Is the resulting Project Origin a precise replica? No. For one thing, it's metric, for the convenience of the engineers and their computers.

There are other differences. The 1901 originally had a surface type carburetor (air passing over petrol) but this was replaced even at the time with a more familiar (but still crude) spray carburetor. It's that recreated but vastly inconvenient spray carburetor that Project Origin now needs to dial in.

The trembler ignition of the day sparked so over enthusiastically that it was replaced for the moment with coil ignition for Project Origin (safer around gasoline). The replica's long drive belt, originally rawhide, is replaced by a V-belt.

It's that unique long drive belt, passing from the high-mounted front motor, behind the rider's leg to the rear wheel, that so identifies the 1901 Royal Enfield in pictures.

The motor, clamped to the headstock of the frame up near the handlebars, would have driven the front wheel in other designs of the era. However those had a tendency to make the front wheel side slip.
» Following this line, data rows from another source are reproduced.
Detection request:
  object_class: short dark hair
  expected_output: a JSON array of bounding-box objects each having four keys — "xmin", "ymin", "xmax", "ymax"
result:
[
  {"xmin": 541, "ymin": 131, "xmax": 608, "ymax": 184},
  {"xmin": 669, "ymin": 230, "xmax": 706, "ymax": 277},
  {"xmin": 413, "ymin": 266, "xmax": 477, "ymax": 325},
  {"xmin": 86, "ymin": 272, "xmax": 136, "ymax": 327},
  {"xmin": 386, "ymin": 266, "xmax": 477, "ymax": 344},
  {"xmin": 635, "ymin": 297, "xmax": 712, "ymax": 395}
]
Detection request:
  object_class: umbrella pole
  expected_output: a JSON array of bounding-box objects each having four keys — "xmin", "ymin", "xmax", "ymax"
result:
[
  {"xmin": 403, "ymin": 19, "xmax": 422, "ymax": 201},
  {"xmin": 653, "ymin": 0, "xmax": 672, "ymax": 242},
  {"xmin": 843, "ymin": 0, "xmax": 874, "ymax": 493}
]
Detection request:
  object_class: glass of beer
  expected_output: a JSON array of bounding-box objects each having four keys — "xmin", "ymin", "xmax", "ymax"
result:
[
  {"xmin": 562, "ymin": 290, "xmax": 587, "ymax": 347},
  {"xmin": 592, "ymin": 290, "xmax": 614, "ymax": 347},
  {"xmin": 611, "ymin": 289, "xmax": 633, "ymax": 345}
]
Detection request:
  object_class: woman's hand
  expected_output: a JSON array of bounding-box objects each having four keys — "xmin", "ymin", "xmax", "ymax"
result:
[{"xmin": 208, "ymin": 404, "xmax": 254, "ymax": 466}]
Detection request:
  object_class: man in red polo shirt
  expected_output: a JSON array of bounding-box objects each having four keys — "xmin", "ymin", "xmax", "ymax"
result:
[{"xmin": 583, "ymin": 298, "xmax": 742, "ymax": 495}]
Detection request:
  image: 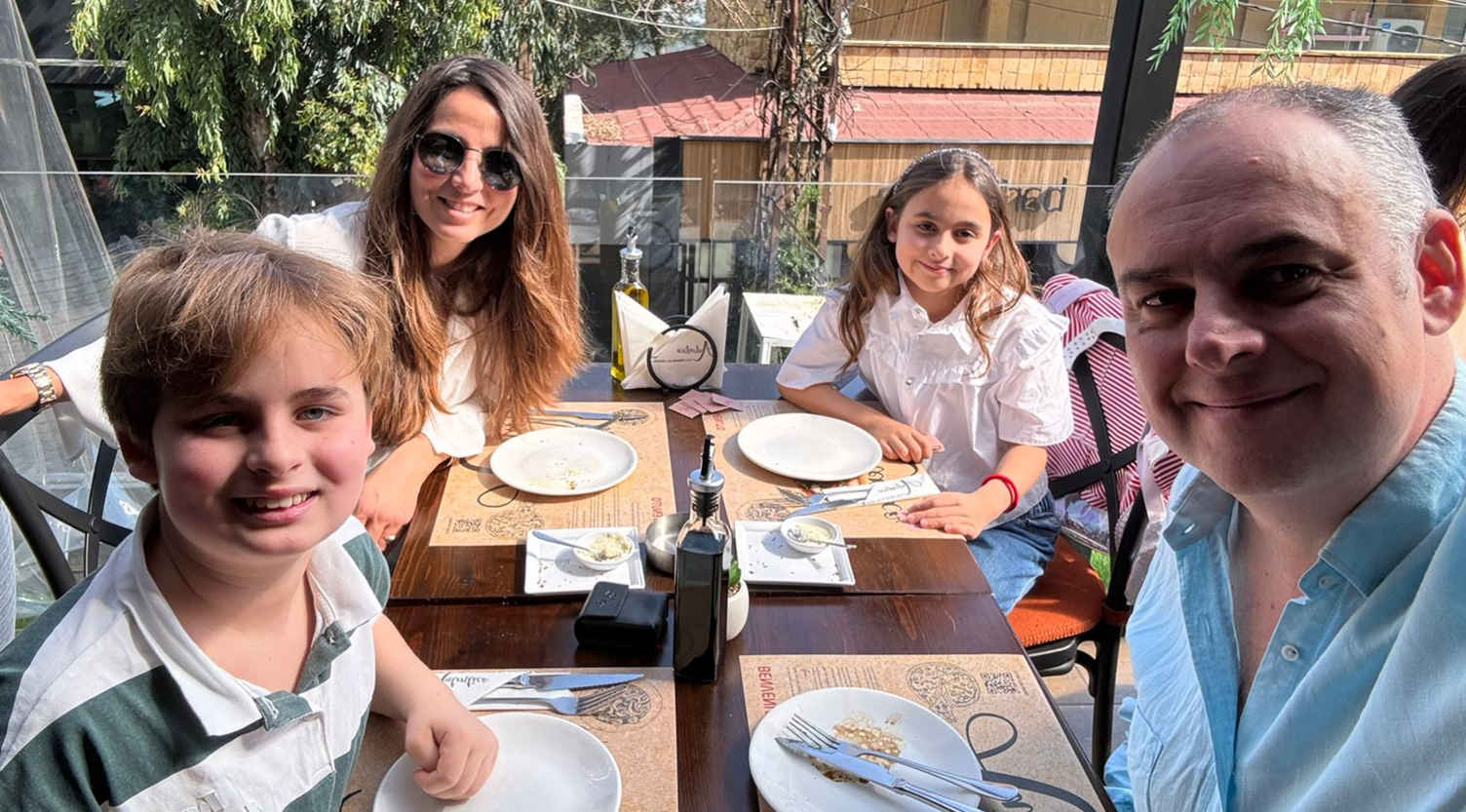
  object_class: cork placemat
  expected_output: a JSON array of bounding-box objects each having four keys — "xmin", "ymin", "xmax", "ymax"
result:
[
  {"xmin": 702, "ymin": 400, "xmax": 956, "ymax": 538},
  {"xmin": 428, "ymin": 403, "xmax": 675, "ymax": 547},
  {"xmin": 341, "ymin": 669, "xmax": 677, "ymax": 812},
  {"xmin": 739, "ymin": 654, "xmax": 1104, "ymax": 812}
]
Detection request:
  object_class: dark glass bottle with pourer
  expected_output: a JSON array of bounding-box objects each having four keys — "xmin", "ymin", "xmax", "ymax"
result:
[{"xmin": 672, "ymin": 434, "xmax": 728, "ymax": 681}]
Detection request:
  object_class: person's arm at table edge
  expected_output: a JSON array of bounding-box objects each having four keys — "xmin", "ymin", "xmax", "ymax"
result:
[
  {"xmin": 0, "ymin": 364, "xmax": 69, "ymax": 415},
  {"xmin": 371, "ymin": 616, "xmax": 498, "ymax": 800}
]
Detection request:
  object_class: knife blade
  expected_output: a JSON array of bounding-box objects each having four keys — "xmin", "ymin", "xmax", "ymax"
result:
[
  {"xmin": 500, "ymin": 665, "xmax": 643, "ymax": 690},
  {"xmin": 539, "ymin": 409, "xmax": 616, "ymax": 421},
  {"xmin": 774, "ymin": 736, "xmax": 981, "ymax": 812}
]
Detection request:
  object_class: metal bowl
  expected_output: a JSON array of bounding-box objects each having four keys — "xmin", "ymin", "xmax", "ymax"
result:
[{"xmin": 642, "ymin": 513, "xmax": 690, "ymax": 574}]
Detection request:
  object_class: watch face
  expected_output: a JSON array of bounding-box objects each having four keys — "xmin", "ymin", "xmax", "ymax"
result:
[{"xmin": 646, "ymin": 324, "xmax": 718, "ymax": 388}]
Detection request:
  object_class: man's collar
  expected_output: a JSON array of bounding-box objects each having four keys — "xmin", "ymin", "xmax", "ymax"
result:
[{"xmin": 1163, "ymin": 361, "xmax": 1466, "ymax": 595}]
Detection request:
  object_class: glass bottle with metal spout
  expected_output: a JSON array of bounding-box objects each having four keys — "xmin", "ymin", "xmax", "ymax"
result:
[
  {"xmin": 611, "ymin": 230, "xmax": 651, "ymax": 381},
  {"xmin": 672, "ymin": 434, "xmax": 728, "ymax": 681}
]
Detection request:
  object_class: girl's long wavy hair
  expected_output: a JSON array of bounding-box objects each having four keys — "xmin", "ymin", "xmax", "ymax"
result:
[
  {"xmin": 365, "ymin": 56, "xmax": 585, "ymax": 443},
  {"xmin": 840, "ymin": 148, "xmax": 1033, "ymax": 367}
]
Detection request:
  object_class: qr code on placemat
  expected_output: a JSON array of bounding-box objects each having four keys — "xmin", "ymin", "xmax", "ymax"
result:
[{"xmin": 983, "ymin": 672, "xmax": 1023, "ymax": 696}]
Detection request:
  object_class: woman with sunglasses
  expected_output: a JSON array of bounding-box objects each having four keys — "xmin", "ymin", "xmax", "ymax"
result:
[{"xmin": 0, "ymin": 56, "xmax": 584, "ymax": 547}]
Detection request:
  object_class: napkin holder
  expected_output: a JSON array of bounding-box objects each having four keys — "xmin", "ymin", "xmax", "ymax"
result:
[{"xmin": 575, "ymin": 580, "xmax": 667, "ymax": 649}]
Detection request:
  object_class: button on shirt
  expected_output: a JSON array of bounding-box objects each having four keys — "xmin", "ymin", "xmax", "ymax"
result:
[
  {"xmin": 1105, "ymin": 362, "xmax": 1466, "ymax": 812},
  {"xmin": 779, "ymin": 280, "xmax": 1073, "ymax": 526}
]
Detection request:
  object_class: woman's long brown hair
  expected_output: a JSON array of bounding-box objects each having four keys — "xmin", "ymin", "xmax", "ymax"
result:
[
  {"xmin": 840, "ymin": 148, "xmax": 1033, "ymax": 367},
  {"xmin": 365, "ymin": 56, "xmax": 585, "ymax": 443}
]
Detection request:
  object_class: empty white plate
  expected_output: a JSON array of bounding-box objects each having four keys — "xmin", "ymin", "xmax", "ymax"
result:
[
  {"xmin": 748, "ymin": 687, "xmax": 983, "ymax": 812},
  {"xmin": 738, "ymin": 412, "xmax": 881, "ymax": 483},
  {"xmin": 372, "ymin": 713, "xmax": 622, "ymax": 812},
  {"xmin": 488, "ymin": 428, "xmax": 637, "ymax": 497}
]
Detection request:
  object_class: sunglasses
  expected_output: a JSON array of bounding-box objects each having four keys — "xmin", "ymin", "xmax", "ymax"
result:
[{"xmin": 418, "ymin": 132, "xmax": 523, "ymax": 192}]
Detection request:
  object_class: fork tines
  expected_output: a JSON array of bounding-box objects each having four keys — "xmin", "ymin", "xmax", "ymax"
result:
[{"xmin": 575, "ymin": 686, "xmax": 622, "ymax": 715}]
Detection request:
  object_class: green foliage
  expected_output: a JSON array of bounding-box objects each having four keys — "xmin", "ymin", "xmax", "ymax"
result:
[
  {"xmin": 72, "ymin": 0, "xmax": 498, "ymax": 178},
  {"xmin": 0, "ymin": 286, "xmax": 47, "ymax": 347},
  {"xmin": 1149, "ymin": 0, "xmax": 1326, "ymax": 79}
]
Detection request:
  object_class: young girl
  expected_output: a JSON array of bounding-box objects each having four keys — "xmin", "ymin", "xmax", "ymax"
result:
[
  {"xmin": 779, "ymin": 148, "xmax": 1073, "ymax": 613},
  {"xmin": 11, "ymin": 56, "xmax": 585, "ymax": 545}
]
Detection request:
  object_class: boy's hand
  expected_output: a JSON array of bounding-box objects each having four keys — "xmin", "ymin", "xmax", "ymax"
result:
[
  {"xmin": 902, "ymin": 489, "xmax": 1007, "ymax": 538},
  {"xmin": 406, "ymin": 699, "xmax": 498, "ymax": 800},
  {"xmin": 864, "ymin": 415, "xmax": 943, "ymax": 462}
]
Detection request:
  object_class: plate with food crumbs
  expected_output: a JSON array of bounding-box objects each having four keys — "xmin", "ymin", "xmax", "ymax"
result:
[
  {"xmin": 524, "ymin": 527, "xmax": 646, "ymax": 595},
  {"xmin": 488, "ymin": 427, "xmax": 637, "ymax": 497},
  {"xmin": 748, "ymin": 687, "xmax": 989, "ymax": 812}
]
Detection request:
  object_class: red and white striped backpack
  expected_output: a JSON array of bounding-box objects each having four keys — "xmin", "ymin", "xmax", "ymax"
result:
[{"xmin": 1042, "ymin": 274, "xmax": 1181, "ymax": 554}]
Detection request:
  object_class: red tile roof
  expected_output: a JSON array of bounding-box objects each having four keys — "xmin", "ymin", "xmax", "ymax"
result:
[{"xmin": 570, "ymin": 46, "xmax": 1100, "ymax": 146}]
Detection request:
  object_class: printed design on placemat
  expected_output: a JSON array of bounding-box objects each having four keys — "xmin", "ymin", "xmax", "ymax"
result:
[
  {"xmin": 611, "ymin": 407, "xmax": 651, "ymax": 425},
  {"xmin": 488, "ymin": 504, "xmax": 545, "ymax": 539},
  {"xmin": 591, "ymin": 683, "xmax": 658, "ymax": 727},
  {"xmin": 906, "ymin": 663, "xmax": 978, "ymax": 721}
]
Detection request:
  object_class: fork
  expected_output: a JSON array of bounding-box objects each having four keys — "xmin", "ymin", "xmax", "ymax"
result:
[
  {"xmin": 469, "ymin": 686, "xmax": 622, "ymax": 716},
  {"xmin": 785, "ymin": 714, "xmax": 1022, "ymax": 803}
]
Jules Gobiet, designer of the 1901 Royal Enfield, thought rear-wheel drive would overcome that tendency. 

(Gordon says his ride on the replica felt stable enough, requiring only very wide turns. Riding under power, however, will require mastering controlling speed with an exhaust valve lifter, adjusting timing with a lever, and allowing for the chuff-chuff-chuff of very low rpms.)

A better solution for Gobiet would have been to mount the motor lower, as part of the frame, but a company named Werner had patented that. 

By 1903 Royal Enfield had found its way around that patent, and the long drive belt was replaced by a more familiar looking chain drive.

And the rest is history. Here's Royal Enfield's Project Origin video.


2 comments:

  1. Indian makes a big splash about being around since 1901, but they weren't in constant production. Plus, they sold re-badged Enfields in the 1950s as a last ditch effort to stay alive. Enfield can safely boast their claim of being the oldest manufacturer still in production.